Monday, November 27, 2017

I John 3, Children of God

The apostle John says that we are children of God and are very different from the world.

Commentator John Stott says this passage is a continuation from 2:28. The section I John 2:28-3:10 discuss the moral test: righteousness, obedience to God. It compares righteousness to knowledge.

1 John 3: 1-3 Children of God
How great is the love the Father has lavished on us, that we should be called children of God! And that is what we are! The reason the world does not know us is that it did not know him.

Dear friends, now we are children of God, and what we will be has not yet been made known. But we know that when he appears, we shall be like him, for we shall see him as he is. Everyone who has this hope in him purifies himself, just as he is pure.

The opening Greek words translated here "How great" mean literally, "of what country!" A modern usage might be "Out of this world is the love ..."

How will we be like him? Physically? Will we have the same physical body he has? John does not know what we will be like, after this new appearance of Jesus, but is content to wait for this change.

1 John 3: 4-6 Children of God don't continue in sin
Everyone who sins breaks the law; in fact, sin is lawlessness. But you know that he appeared so that he might take away our sins. And in him is no sin. No one who lives in him keeps on sinning. No one who continues to sin has either seen him or known him.

How is sin defined? (Is this helpful?)  What appearance is being discussed here?
Do we continue in sin? What does that mean?

This chapter has an emphasis on "appearances" -- Jesus did appear; he will appear again; we will have a certain appearance....  Even the World has a certain appearance.

1 John 3: 7-10, We follow our true father
Dear children, do not let anyone lead you astray. He who does what is right is righteous, just as he is righteous. He who does what is sinful is of the devil, because the devil has been sinning from the beginning. The reason the Son of God appeared was to destroy the devil's work.

No one who is born of God will continue to sin, because God's seed remains in him; he cannot go on sinning, because he has been born of God. This is how we know who the children of God are and who the children of the devil are: Anyone who does not do what is right is not a child of God; nor is anyone who does not love his brother.

Why did Jesus first appear?

Verse 9, "No one who is born of God continues in sin..." is intended to be reassuring. Sin is against God's nature and therefore against the nature of the Christian.  One cannot "pretend" about sin -- one cannot commit sin with actions but say (as the gnostics did) that one's heart could remain pure.

1 John 3: 11-18 Our actions are tested by love
This is the message you heard from the beginning: We should love one another.

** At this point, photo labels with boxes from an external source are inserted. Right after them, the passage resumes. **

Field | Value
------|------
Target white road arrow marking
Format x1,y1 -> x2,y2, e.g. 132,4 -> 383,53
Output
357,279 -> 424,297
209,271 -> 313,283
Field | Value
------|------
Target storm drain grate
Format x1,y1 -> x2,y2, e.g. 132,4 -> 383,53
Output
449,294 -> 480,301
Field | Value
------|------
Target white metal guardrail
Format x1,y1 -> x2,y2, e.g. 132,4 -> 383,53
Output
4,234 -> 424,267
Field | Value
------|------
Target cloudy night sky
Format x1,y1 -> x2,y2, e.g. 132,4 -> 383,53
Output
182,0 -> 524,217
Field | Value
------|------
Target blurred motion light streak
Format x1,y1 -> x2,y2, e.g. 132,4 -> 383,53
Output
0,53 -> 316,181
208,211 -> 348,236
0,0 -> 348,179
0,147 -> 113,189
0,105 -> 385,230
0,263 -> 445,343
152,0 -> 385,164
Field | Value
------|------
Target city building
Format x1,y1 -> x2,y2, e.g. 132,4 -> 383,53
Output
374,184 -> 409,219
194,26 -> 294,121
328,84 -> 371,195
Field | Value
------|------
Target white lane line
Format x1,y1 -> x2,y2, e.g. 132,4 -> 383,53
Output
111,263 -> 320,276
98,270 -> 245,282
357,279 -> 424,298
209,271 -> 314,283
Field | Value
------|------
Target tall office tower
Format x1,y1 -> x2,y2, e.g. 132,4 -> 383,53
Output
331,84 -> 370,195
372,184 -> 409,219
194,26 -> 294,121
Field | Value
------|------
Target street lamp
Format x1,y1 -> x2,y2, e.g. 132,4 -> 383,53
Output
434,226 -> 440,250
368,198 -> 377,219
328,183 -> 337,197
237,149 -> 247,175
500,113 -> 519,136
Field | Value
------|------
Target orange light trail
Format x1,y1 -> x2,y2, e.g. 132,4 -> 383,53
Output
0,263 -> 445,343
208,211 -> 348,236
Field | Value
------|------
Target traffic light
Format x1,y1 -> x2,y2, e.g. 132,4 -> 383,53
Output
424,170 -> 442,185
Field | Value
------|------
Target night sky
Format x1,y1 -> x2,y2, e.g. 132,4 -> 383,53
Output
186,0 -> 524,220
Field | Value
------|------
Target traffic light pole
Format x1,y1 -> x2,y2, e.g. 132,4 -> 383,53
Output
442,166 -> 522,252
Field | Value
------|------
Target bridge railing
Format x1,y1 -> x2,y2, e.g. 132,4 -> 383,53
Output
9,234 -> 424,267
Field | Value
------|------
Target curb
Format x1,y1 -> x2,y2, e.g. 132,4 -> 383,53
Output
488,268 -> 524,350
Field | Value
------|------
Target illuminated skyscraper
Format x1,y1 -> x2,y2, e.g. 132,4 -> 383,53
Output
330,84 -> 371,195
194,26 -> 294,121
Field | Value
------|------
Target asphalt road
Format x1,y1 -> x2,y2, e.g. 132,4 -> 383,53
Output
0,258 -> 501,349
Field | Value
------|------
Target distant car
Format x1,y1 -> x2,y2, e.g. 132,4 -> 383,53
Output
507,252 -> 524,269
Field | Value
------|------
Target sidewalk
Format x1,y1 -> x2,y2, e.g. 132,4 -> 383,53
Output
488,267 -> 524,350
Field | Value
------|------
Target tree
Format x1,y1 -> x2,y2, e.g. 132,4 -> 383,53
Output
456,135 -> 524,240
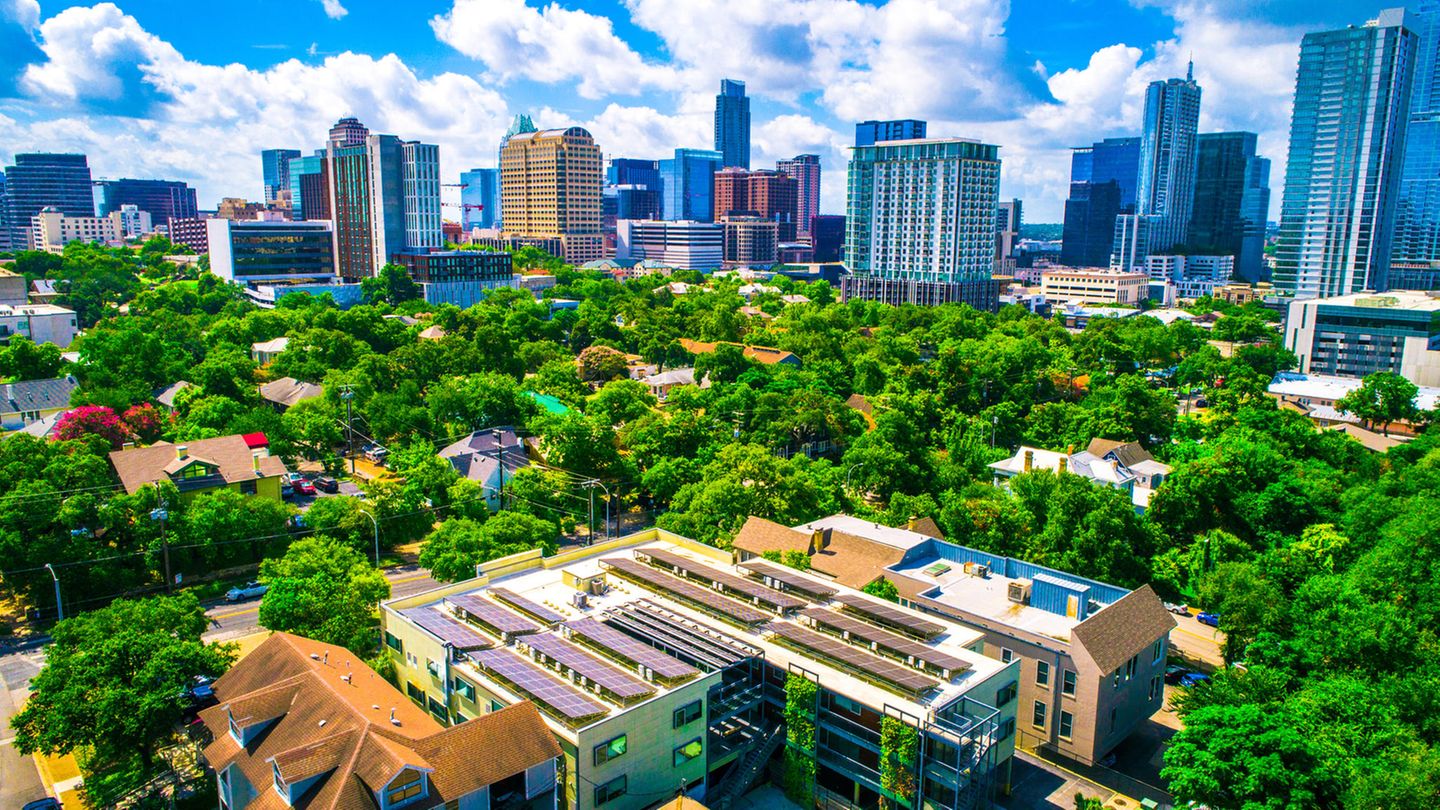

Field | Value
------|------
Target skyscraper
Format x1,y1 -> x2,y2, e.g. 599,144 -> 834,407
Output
716,79 -> 750,169
261,148 -> 300,205
4,153 -> 95,249
855,118 -> 926,146
1136,66 -> 1200,252
660,148 -> 724,222
1189,133 -> 1270,282
1274,9 -> 1420,298
775,154 -> 819,242
841,138 -> 999,310
500,127 -> 603,264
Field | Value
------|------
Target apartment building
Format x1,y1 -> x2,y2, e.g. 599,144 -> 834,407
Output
382,529 -> 1020,810
734,515 -> 1175,764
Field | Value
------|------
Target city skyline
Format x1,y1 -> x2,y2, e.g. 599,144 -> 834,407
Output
0,0 -> 1405,222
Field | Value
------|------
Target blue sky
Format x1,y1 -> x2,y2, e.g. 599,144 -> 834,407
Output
0,0 -> 1382,222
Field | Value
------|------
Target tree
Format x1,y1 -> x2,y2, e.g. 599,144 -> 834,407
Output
259,535 -> 390,656
12,592 -> 235,771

Do not be like Cain, who belonged to the evil one and murdered his brother. And why did he murder him? Because his own actions were evil and his brother's were righteous.

Do not be surprised, my brothers, if the world hates you. We know that we have passed from death to life, because we love our brothers. Anyone who does not love remains in death. Anyone who hates his brother is a murderer, and you know that no murderer has eternal life in him.

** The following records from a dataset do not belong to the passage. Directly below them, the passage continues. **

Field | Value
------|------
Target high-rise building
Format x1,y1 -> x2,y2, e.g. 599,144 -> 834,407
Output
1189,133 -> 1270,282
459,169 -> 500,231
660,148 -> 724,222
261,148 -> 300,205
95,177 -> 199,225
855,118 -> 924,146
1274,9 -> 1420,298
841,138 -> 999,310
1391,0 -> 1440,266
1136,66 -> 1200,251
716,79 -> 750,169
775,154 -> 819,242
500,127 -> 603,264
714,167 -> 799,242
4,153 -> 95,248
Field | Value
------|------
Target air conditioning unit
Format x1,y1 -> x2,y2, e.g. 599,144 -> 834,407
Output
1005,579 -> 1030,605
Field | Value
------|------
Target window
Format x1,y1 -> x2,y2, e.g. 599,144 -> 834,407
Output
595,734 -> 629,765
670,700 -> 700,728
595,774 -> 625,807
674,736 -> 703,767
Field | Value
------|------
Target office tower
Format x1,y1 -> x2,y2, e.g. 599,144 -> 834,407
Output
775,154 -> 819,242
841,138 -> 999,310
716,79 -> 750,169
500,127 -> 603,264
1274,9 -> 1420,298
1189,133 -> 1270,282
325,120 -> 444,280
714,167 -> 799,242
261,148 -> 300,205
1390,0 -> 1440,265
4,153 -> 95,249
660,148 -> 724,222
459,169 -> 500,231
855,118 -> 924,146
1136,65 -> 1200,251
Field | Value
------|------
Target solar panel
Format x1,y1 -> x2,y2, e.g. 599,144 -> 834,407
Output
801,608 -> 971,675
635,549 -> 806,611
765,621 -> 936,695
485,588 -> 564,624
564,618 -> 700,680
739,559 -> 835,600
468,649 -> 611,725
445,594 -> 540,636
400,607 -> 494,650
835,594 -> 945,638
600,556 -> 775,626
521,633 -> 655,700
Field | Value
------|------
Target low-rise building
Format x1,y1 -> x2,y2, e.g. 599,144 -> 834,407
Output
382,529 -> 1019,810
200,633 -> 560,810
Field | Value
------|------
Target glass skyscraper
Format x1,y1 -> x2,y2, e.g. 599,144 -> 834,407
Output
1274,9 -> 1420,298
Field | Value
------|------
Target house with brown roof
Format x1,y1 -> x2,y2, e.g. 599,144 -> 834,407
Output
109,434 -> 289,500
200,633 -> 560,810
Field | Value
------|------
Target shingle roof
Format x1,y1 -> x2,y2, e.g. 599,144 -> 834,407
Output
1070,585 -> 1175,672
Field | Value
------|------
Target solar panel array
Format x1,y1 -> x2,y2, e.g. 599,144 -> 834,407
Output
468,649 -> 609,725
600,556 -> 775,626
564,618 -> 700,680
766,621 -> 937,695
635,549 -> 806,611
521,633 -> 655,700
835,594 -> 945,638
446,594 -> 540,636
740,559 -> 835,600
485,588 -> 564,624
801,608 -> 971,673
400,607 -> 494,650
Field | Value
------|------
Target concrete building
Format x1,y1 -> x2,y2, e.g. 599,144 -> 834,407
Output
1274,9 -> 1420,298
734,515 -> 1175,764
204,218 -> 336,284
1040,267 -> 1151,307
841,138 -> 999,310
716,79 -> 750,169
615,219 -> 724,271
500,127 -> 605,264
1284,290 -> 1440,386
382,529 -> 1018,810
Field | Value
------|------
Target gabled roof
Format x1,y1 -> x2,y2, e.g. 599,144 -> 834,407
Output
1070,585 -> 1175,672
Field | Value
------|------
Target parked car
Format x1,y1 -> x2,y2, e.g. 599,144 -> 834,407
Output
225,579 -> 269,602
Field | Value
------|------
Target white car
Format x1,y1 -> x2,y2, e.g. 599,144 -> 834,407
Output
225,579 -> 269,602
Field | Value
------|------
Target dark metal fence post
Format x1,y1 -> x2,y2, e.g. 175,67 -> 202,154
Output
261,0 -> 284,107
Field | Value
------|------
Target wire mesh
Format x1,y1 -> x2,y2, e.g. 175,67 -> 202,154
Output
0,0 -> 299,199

This is how we know what love is: Jesus Christ laid down his life for us. And we ought to lay down our lives for our brothers. If anyone has material possessions and sees his brother in need but has no pity on him, how can the love of God be in him?

Dear children, let us not love with words or tongue but with actions and in truth.

This passage covers the social test: love.

There are two models here: Cain and Jesus. (Similar to Adam and Jesus in Paul's letter to the Romans.)

1 John 3: 19-24 God in our hearts
This then is how we know that we belong to the truth, and how we set our hearts at rest in his presence whenever our hearts condemn us. For God is greater than our hearts, and he knows everything.

Dear friends, if our hearts do not condemn us, we have confidence before God and receive from him anything we ask, because we obey his commands and do what pleases him.

And this is his command: to believe in the name of his Son, Jesus Christ, and to love one another as he commanded us. Those who obey his commands live in him, and he in them. And this is how we know that he lives in us: We know it by the Spirit he gave us.

How do our hears condemn us? Is the condemnation legitimate, accurate?
Do these paragraphs conflict?
What is the meaning of verses 19-20?

Answers to prayer are emphasized again here. What are the requirements?